1- Professoressa, l’attualità ci ricorda costantemente che il suicidio è un problema sociale spesso sottovalutato. Quali sono i segnali precoci che spesso vengono ignorati, ma che possono indicare che una persona sta attraversando pensieri suicidi?

È interessante che abbia scelto di definire il suicidio un problema “sociale”: è importante infatti non considerare questo complesso fenomeno umano come qualcosa che riguarda solo la medicina o la psichiatria e la salute mentale. Rispondere alla sua domanda è però molto difficile: i dati epidemiologici ci danno un’idea di gruppi di persone a maggiore rischio, fasce di età con maggiore rischio, condizioni – alcune esistenziali, altre patologiche di area medica o di area psichiatrica – con maggiore rischio, e la suicidologia come scienza ci insegna che per il suicidio è possibile fare prevenzione a vari livelli, anche se questo non coincide con la prevedibilità. Più che elencarle dei “segnali precoci”, preferisco quindi sottolineare l’importanza di un coinvolgimento generale e globale nel fare prevenzione. Ognuno di noi può svolgere un ruolo in questo senso, che parte da un atteggiamento non stigmatizzante, non giudicante, aperto ad un dialogo che consenta di nominare anche ciò che di solito è considerato innominabile. Un atteggiamento che non dia mai per scontato il rischio, o al contrario il non-rischio: il dolore mentale, il senso di intrappolamento, di mancanza di una via di fuga da una esistenza considerata non più degna di essere vissuta sono condizioni profondamente radicate nell’umano, come possibilità che può riguardarci tutti. Quindi direi che il suicidio è un problema che riguarda l’essere umano nella sua interezza e complessità.

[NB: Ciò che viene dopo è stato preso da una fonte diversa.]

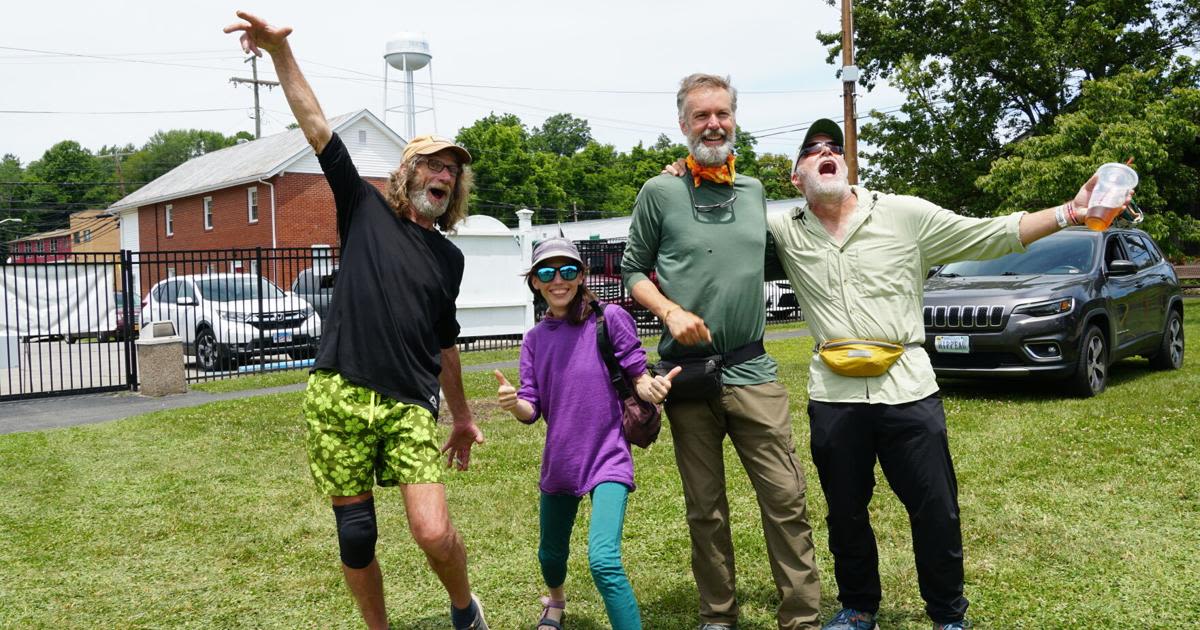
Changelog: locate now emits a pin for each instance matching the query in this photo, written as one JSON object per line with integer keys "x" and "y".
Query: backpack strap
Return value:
{"x": 606, "y": 352}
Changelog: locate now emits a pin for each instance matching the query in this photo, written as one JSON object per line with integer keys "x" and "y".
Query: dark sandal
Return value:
{"x": 546, "y": 622}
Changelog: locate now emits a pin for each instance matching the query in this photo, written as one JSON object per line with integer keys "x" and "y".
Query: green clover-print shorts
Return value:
{"x": 358, "y": 437}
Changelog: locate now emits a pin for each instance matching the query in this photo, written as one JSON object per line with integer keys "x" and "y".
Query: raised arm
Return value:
{"x": 257, "y": 36}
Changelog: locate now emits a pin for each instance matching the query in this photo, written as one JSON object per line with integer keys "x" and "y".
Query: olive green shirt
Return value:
{"x": 709, "y": 261}
{"x": 871, "y": 286}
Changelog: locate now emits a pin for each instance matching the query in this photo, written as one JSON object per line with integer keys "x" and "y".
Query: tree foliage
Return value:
{"x": 982, "y": 73}
{"x": 1151, "y": 119}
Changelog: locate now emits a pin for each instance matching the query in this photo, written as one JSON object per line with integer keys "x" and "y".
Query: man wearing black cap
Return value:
{"x": 387, "y": 346}
{"x": 857, "y": 261}
{"x": 706, "y": 234}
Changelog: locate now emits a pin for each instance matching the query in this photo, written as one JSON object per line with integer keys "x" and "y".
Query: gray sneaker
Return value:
{"x": 851, "y": 619}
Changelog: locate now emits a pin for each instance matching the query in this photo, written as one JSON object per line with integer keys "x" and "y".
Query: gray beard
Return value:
{"x": 426, "y": 208}
{"x": 825, "y": 192}
{"x": 711, "y": 156}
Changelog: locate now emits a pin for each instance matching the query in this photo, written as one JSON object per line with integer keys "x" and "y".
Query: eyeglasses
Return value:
{"x": 438, "y": 166}
{"x": 817, "y": 147}
{"x": 568, "y": 273}
{"x": 709, "y": 208}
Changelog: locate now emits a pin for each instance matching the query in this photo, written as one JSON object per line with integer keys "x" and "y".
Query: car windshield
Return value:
{"x": 241, "y": 288}
{"x": 1054, "y": 256}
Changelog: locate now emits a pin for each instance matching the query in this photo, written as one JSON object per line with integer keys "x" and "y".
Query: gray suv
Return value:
{"x": 1066, "y": 309}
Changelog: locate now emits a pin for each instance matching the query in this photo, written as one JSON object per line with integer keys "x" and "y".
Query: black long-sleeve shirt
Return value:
{"x": 394, "y": 300}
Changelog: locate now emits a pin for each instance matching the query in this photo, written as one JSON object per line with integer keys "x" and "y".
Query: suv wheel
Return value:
{"x": 1092, "y": 370}
{"x": 1170, "y": 349}
{"x": 209, "y": 353}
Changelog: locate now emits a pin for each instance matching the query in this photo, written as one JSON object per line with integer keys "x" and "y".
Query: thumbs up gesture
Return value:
{"x": 655, "y": 389}
{"x": 505, "y": 394}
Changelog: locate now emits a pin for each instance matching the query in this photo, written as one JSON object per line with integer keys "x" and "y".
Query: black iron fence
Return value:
{"x": 70, "y": 327}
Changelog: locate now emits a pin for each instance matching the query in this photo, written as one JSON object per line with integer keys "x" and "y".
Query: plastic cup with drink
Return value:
{"x": 1114, "y": 184}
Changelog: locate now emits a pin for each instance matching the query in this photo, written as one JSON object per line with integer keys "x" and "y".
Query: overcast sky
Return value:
{"x": 528, "y": 58}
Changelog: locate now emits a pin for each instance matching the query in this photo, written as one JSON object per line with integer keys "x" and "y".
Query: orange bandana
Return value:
{"x": 721, "y": 174}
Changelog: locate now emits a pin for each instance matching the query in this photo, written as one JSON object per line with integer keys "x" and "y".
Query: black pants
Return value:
{"x": 911, "y": 445}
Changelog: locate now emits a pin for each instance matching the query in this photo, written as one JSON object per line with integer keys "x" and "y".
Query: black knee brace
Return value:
{"x": 357, "y": 533}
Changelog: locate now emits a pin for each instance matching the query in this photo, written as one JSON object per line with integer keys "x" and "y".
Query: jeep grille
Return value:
{"x": 989, "y": 317}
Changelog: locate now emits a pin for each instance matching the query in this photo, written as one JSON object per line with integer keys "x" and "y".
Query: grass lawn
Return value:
{"x": 1075, "y": 514}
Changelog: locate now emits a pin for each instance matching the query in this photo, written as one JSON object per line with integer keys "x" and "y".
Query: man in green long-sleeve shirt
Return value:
{"x": 706, "y": 235}
{"x": 857, "y": 261}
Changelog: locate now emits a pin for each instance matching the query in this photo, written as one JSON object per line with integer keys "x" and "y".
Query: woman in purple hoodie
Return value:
{"x": 564, "y": 379}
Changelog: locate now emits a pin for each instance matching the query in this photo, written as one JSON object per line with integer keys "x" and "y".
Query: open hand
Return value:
{"x": 256, "y": 34}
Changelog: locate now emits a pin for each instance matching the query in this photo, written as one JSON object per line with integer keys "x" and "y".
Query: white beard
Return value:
{"x": 424, "y": 207}
{"x": 822, "y": 191}
{"x": 711, "y": 156}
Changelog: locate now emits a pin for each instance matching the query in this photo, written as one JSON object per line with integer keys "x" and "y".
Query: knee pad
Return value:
{"x": 357, "y": 533}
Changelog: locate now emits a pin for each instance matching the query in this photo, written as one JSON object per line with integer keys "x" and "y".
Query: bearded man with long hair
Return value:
{"x": 387, "y": 347}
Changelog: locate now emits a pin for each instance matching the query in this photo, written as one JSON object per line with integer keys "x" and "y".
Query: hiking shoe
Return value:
{"x": 478, "y": 623}
{"x": 851, "y": 619}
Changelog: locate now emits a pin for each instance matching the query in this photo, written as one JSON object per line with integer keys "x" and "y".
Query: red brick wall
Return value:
{"x": 304, "y": 216}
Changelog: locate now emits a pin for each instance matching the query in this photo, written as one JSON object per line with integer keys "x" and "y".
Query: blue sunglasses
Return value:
{"x": 568, "y": 273}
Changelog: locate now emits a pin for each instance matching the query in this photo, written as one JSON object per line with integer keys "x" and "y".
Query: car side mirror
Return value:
{"x": 1122, "y": 268}
{"x": 327, "y": 282}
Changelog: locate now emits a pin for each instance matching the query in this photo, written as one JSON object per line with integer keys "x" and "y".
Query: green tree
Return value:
{"x": 982, "y": 73}
{"x": 1141, "y": 115}
{"x": 167, "y": 149}
{"x": 561, "y": 135}
{"x": 775, "y": 173}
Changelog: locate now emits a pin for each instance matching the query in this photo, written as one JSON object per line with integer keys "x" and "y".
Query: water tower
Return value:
{"x": 407, "y": 52}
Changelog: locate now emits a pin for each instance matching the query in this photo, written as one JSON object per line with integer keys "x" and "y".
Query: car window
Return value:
{"x": 238, "y": 288}
{"x": 1114, "y": 250}
{"x": 1138, "y": 251}
{"x": 1155, "y": 253}
{"x": 303, "y": 282}
{"x": 185, "y": 289}
{"x": 1065, "y": 255}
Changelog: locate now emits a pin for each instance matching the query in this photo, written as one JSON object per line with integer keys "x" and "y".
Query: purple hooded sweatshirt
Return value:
{"x": 565, "y": 381}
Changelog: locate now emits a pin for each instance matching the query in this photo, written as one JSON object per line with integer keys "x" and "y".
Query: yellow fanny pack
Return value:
{"x": 859, "y": 358}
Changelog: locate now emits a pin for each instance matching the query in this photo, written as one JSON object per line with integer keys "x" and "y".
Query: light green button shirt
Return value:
{"x": 871, "y": 286}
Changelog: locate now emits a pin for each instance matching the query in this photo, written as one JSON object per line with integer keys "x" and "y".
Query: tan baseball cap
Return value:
{"x": 432, "y": 144}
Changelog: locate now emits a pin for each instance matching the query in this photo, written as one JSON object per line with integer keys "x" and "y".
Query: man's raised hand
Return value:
{"x": 256, "y": 34}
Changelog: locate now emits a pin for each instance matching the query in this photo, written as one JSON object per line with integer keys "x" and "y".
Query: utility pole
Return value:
{"x": 256, "y": 83}
{"x": 849, "y": 78}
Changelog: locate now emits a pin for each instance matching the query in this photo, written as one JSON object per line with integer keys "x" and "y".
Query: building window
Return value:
{"x": 252, "y": 204}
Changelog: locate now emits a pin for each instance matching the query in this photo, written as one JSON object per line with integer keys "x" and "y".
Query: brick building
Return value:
{"x": 267, "y": 193}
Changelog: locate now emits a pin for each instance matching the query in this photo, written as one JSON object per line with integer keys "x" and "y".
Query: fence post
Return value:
{"x": 525, "y": 227}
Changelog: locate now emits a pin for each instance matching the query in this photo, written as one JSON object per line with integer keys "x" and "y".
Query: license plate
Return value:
{"x": 953, "y": 343}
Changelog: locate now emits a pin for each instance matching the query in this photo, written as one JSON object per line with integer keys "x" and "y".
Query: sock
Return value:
{"x": 462, "y": 618}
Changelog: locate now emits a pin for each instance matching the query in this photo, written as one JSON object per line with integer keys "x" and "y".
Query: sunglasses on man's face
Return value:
{"x": 568, "y": 273}
{"x": 817, "y": 147}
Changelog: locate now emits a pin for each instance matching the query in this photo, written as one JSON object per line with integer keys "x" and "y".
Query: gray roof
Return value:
{"x": 235, "y": 165}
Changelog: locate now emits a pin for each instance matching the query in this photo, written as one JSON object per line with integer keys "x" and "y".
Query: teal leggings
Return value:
{"x": 604, "y": 549}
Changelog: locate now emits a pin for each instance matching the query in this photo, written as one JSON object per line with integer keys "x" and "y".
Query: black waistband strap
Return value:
{"x": 744, "y": 353}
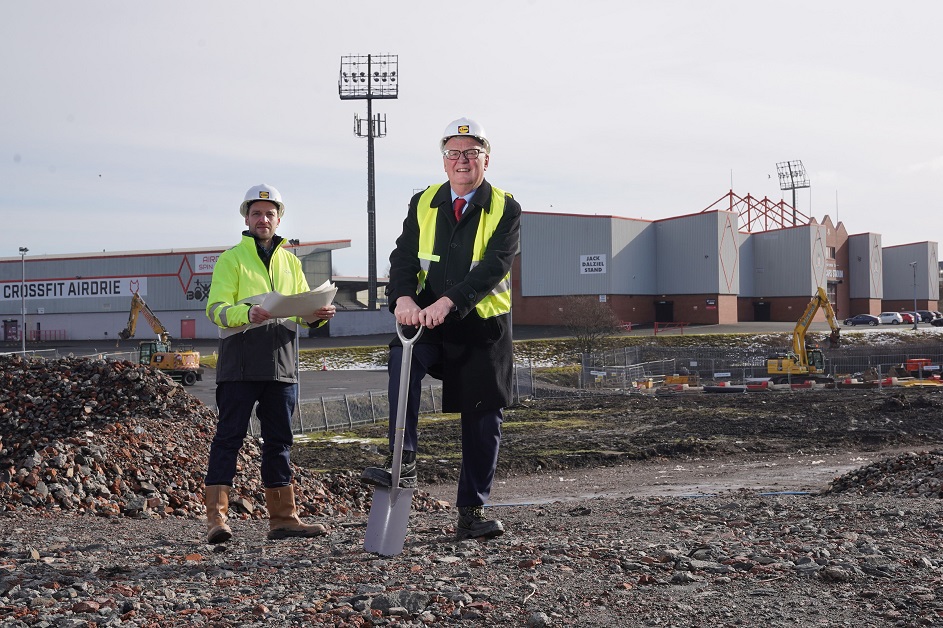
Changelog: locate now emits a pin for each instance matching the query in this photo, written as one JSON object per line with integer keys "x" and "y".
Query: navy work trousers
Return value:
{"x": 481, "y": 430}
{"x": 235, "y": 401}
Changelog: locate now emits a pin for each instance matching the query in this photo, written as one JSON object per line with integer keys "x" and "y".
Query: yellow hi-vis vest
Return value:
{"x": 496, "y": 302}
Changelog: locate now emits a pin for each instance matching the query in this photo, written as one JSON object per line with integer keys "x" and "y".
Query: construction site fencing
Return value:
{"x": 625, "y": 368}
{"x": 620, "y": 370}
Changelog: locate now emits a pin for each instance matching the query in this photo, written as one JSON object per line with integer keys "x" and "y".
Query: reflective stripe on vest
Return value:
{"x": 496, "y": 302}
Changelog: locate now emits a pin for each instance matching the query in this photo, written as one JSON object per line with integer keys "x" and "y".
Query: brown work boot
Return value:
{"x": 216, "y": 500}
{"x": 283, "y": 516}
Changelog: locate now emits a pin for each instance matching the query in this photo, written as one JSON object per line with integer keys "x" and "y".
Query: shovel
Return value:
{"x": 389, "y": 512}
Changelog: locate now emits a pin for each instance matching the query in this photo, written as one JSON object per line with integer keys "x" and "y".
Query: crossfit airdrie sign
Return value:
{"x": 100, "y": 287}
{"x": 593, "y": 264}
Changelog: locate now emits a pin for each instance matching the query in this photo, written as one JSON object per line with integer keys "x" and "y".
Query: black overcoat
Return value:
{"x": 478, "y": 360}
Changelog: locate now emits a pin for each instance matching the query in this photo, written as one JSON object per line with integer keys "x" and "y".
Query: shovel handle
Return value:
{"x": 400, "y": 427}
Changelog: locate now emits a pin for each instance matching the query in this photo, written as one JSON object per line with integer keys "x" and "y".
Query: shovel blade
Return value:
{"x": 389, "y": 516}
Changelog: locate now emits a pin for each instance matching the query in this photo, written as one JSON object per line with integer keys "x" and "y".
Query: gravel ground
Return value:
{"x": 739, "y": 559}
{"x": 101, "y": 525}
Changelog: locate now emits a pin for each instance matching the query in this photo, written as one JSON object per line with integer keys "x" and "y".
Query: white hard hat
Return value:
{"x": 465, "y": 126}
{"x": 262, "y": 192}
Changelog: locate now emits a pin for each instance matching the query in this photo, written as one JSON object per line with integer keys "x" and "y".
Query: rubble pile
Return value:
{"x": 906, "y": 475}
{"x": 89, "y": 436}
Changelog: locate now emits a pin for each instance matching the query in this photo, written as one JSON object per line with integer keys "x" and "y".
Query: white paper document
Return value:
{"x": 304, "y": 304}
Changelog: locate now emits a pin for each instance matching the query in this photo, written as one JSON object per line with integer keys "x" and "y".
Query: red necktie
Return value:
{"x": 457, "y": 206}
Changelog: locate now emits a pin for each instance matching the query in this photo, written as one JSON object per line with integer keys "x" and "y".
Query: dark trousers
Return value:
{"x": 235, "y": 401}
{"x": 481, "y": 430}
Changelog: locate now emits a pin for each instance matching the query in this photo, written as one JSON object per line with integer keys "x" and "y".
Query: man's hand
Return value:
{"x": 407, "y": 312}
{"x": 258, "y": 315}
{"x": 435, "y": 314}
{"x": 326, "y": 313}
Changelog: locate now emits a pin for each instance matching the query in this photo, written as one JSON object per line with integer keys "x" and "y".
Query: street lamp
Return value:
{"x": 365, "y": 77}
{"x": 23, "y": 252}
{"x": 914, "y": 266}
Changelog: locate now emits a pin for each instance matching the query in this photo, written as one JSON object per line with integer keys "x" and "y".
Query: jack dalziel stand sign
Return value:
{"x": 592, "y": 264}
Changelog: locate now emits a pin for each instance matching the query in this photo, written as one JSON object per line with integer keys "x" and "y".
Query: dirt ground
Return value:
{"x": 677, "y": 444}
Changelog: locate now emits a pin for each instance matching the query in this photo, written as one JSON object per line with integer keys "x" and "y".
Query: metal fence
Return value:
{"x": 606, "y": 372}
{"x": 623, "y": 368}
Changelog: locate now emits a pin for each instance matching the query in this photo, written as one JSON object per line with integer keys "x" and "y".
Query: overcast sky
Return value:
{"x": 140, "y": 125}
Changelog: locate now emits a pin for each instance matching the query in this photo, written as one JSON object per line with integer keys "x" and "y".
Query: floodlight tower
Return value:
{"x": 365, "y": 77}
{"x": 23, "y": 252}
{"x": 792, "y": 177}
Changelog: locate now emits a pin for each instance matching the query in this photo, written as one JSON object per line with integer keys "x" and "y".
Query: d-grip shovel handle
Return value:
{"x": 402, "y": 400}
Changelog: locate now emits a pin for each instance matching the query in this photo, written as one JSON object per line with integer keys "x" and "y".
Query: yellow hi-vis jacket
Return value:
{"x": 498, "y": 301}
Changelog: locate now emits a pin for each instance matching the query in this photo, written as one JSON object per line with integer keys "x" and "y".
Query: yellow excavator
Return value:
{"x": 805, "y": 362}
{"x": 182, "y": 365}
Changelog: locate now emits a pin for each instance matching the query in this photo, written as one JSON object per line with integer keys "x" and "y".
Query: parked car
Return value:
{"x": 891, "y": 318}
{"x": 863, "y": 319}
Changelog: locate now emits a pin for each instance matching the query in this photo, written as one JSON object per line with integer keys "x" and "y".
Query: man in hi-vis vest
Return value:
{"x": 450, "y": 272}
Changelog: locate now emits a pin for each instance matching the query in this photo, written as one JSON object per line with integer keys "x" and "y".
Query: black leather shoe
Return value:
{"x": 473, "y": 525}
{"x": 376, "y": 476}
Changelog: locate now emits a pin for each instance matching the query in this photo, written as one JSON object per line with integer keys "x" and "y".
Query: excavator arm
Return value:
{"x": 139, "y": 307}
{"x": 819, "y": 300}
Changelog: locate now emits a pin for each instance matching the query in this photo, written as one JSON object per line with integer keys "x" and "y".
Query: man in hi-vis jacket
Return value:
{"x": 256, "y": 365}
{"x": 450, "y": 273}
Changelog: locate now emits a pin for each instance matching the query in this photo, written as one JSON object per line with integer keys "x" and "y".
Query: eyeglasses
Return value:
{"x": 470, "y": 153}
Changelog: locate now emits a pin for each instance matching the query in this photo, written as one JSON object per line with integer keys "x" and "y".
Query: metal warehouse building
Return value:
{"x": 740, "y": 259}
{"x": 88, "y": 296}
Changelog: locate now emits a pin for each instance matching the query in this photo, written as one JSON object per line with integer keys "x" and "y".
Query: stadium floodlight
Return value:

2.Che ruolo possono avere famiglia, amici e comunità nel prevenire il suicidio e come possono intervenire in modo efficace quando sospettano che qualcuno sia a rischio?

Anche qui, credo sia importante sottolineare il ruolo preventivo che ha il fare dialogo e cultura sul problema del suicidio: perché attraverso questo dialogo, questa cultura, questa apertura, è possibile far emergere sofferenze che a volte si consumano nella solitudine e nell’isolamento, ulteriormente esacerbate proprio da queste stesse condizioni. Famiglia, amici, comunità possono contribuire a creare e sostenere un contesto relazionale di accoglienza e sospensione del giudizio, che può sicuramente essere di aiuto. “Può” non significa “è”: questo è importante perché i famigliari e gli amici di una persona che si suicida sono spesso lacerati dal senso di colpa. Ancora oggi troppo spesso non si tiene conto che per ogni persona che si suicida ci sono molte persone che “rimangono”, come “survivor”, ad interrogarsi con domande destinate a non avere una risposta soddisfacente e segnati da un dolore psicologico che a sua volta richiede un ascolto e un accoglimento. In ogni caso, quando si coglie la sofferenza di un proprio famigliare o amico in questo senso, è importante aiutarlo a chiedere un aiuto professionale, necessario per comprendere in che contesto si dipana, e quindi che significato ha per quello specifico individuo, l’ideazione suicidaria.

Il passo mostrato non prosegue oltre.